Squared difference between average prediction and true function. High bias = underfitting.

Reduced by: More complex models

Variance

Expected squared deviation from average prediction. High variance = overfitting.

Reduced by: Regularization, more data

Irreducible Error

Noise in data. Cannot be reduced by any model.

Inherent in the problem

PAC Learning Framework

Probably Approximately Correct Learning

Formal Definition

A concept class C is PAC-learnable if there exists an algorithm A such that:

\forall f \in C, \forall \delta > 0, \forall \epsilon > 0, \exists m_0(\epsilon, \delta):

If m ≥ m₀ training samples, then with probability at least 1 - δ:

P(\text{error}(h) \leq \epsilon) \geq 1 - \delta

Key Parameters

• ε (epsilon): Accuracy parameter - maximum acceptable error
• δ (delta): Confidence parameter - probability of failure
• m: Number of training examples needed
• h: Hypothesis (learned model)

Sample Complexity

For finite hypothesis class with |H| hypotheses:

m \geq \frac{1}{\epsilon}\left(\ln|H| + \ln\frac{1}{\delta}\right)

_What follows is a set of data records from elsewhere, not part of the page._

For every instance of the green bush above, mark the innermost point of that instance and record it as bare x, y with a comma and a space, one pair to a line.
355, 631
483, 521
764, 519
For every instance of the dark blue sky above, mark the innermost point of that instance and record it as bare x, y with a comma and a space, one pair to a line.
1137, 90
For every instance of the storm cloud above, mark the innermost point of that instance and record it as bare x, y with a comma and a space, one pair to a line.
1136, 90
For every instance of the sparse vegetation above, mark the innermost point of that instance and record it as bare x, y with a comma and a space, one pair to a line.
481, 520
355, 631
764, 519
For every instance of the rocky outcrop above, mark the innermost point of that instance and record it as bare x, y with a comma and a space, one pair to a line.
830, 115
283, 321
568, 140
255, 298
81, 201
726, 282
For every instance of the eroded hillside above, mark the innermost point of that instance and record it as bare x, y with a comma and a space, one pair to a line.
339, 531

Logarithmic in hypothesis space size

Proof Sketch: VC Dimension Bound

For hypothesis class with VC dimension d:

m \geq O\left(\frac{1}{\epsilon}\left(d + \ln\frac{1}{\delta}\right)\right)

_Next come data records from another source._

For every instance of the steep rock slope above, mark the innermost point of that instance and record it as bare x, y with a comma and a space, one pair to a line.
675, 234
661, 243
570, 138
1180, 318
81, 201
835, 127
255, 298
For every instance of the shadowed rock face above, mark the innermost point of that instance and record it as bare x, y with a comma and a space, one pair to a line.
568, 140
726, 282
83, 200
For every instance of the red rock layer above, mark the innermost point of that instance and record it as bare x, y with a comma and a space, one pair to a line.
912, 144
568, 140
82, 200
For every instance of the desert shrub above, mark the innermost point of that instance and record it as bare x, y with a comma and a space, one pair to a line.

More complex hypothesis spaces (higher d) require more samples to achieve same (ε, δ) guarantee. This formalizes the intuition that complex models need more data.

Confusion Matrix Metrics Derivation

From Confusion Matrix to Performance Metrics

Confusion Matrix Foundation

	Predicted Class
	Positive	Negative
True Positive	TP	FN
True Negative	FP	TN

Metric Derivations

Precision (Positive Predictive Value)

\text{Precision} = \frac{TP}{TP + FP} = \frac{\text{True Positives}}{\text{All Predicted Positives}}

Of all positive predictions, what fraction is correct? High precision = few false alarms.

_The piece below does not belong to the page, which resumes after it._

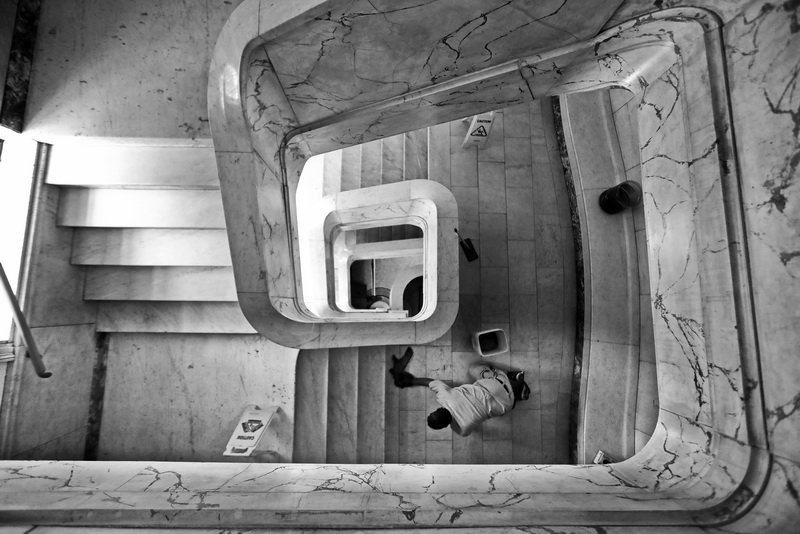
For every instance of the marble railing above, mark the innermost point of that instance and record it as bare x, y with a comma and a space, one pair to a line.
708, 463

Recall (Sensitivity, True Positive Rate)

\text{Recall} = \frac{TP}{TP + FN} = \frac{\text{True Positives}}{\text{All Actual Positives}}

Of all actual positives, what fraction did we catch? High recall = few missed positives.

F1-Score (Harmonic Mean)

F_1 = 2 \cdot \frac{\text{Precision} \times \text{Recall}}{\text{Precision} + \text{Recall}} = \frac{2TP}{2TP + FP + FN}

Derivation: Harmonic mean gives equal weight to precision and recall.

\frac{2}{\frac{1}{P} + \frac{1}{R}} = \frac{2PR}{P+R}

Specificity (True Negative Rate)

\text{Specificity} = \frac{TN}{TN + FP} = \frac{\text{True Negatives}}{\text{All Actual Negatives}}

Of all actual negatives, what fraction did we correctly identify?

Precision-Recall Tradeoff

By adjusting decision threshold t:

• Lower threshold → more positives → higher recall, lower precision
• Higher threshold → fewer positives → lower recall, higher precision

This fundamental tradeoff stems from the fact that TP + FN = constant (total positives) and TP + FP = predicted positives varies with threshold.

ROC Curve & AUC Analysis

Receiver Operating Characteristic Mathematical Foundation

ROC Curve Definition

ROC curve plots TPR vs FPR at different classification thresholds:

True Positive Rate (TPR):

TPR = \frac{TP}{TP + FN} = \text{Recall}

False Positive Rate (FPR):

FPR = \frac{FP}{FP + TN} = 1 - \text{Specificity}

AUC (Area Under Curve) Interpretation

AUC has a probabilistic interpretation:

AUC = P(\text{score}(x_+) > \text{score}(x_-) | x_+ \in \text{positive}, x_- \in \text{negative})

Meaning: Probability that a randomly chosen positive example has a higher predicted score than a randomly chosen negative example.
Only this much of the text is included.